# Xenharmonic music theory part 1: Perception of microtones

Microtonal music is music that goes outside of the standard western 12-tone tuning system. There are many microtonal traditions throughout history and the world, but xenharmonic music refers to a specific modern musical tradition that makes a point of being microtonal.  If you’d like to listen to examples, I have a list of popular xenharmonic artists. Xenharmonic music is associated with music theories that might be considered heterodox. Heterodoxy is good though because conventional music theory is too narrowly focused on a certain European classical music tradition, and we could use an alternate perspective.
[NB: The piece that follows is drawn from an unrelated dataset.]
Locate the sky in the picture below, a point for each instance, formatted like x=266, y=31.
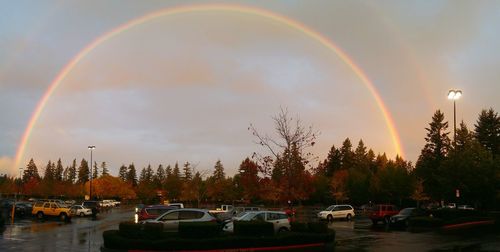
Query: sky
x=185, y=87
This is part of a short series introducing xenharmonic theory. Part 1 is about the perception of sound, with a particular focus on small differences in pitch. Part 2 is about dissonance theory. Part 3 is about tuning theory. The first two parts overlap with conventional music theory, but focus on aspects that are independent of tuning. Part 3 is where we get into theory that’s more specific to the xenharmonic tradition.

I freely admit that I don’t know everything, I just know enough to point in some interesting directions. The idea here is not to write an authoritative intro to xenharmonic music theory (which might be better found in the Xenharmonic Wiki), but to write an accessible intro with a bit of a slant towards what I personally think is most important.

Frequency and pitch

Music is made of pressure waves in the air. The frequency of a wave is perceived as its pitch. And pitch is perceived on a logarithmic scale. That means the distance (known as the “interval”) between two notes is not measured by the absolute difference in frequency, but by the ratio of frequencies. For example, the distance between 100 Hz and 200 Hz is perceived to be the same as the distance between 200 Hz and 400 Hz.

A ratio of 2 is known as an octave. To measure distances smaller than an octave, I will use units of cents. There are 1200 cents in an octave by definition.

As a beginner exercise, let’s calculate the frequency ratio corresponding to a single cent. Let’s call this ratio c. So if we have two frequencies of 1 and c, those are a cent apart. 1 and c^2 are two cents apart. 1 and c^1200 are 1200 cents, apart, which is the same as an octave. That implies c^1200 = 2. Solving for c, we find that the frequency ratio of a single cent is 2^(1/1200) = 1.00057778951.

Pitch Discrimination

Cents are very small–so small, in fact, that most people can’t hear them. Generally, people can discriminate between two pitches if they’re at least 10 cents apart. Some people do better than 10 cents, some people do worse. Pitch discrimination is generally worse in the lower range, and it can depend on context too. 10 cents is called the just noticeable difference.

There are different ways to measure your just noticeable difference, which might produce slightly different results. I like this tone deafness test from The Music Lab, which plays two notes in succession, and asks you whether the second note is higher or lower than the first.

Beating

Another way to test the just noticeable difference is by playing two notes simultaneously, instead of one after the other. Pitch discrimination is significantly easier in this test, because it causes beating. Beating is an oscillation in amplitude that results from the interference of two similar frequencies. This is easy to show with one of the trigonometry identities that most people have long forgotten:

sin(a) + sin(b) = 2*sin((a+b)/2)*cos((a-b)/2)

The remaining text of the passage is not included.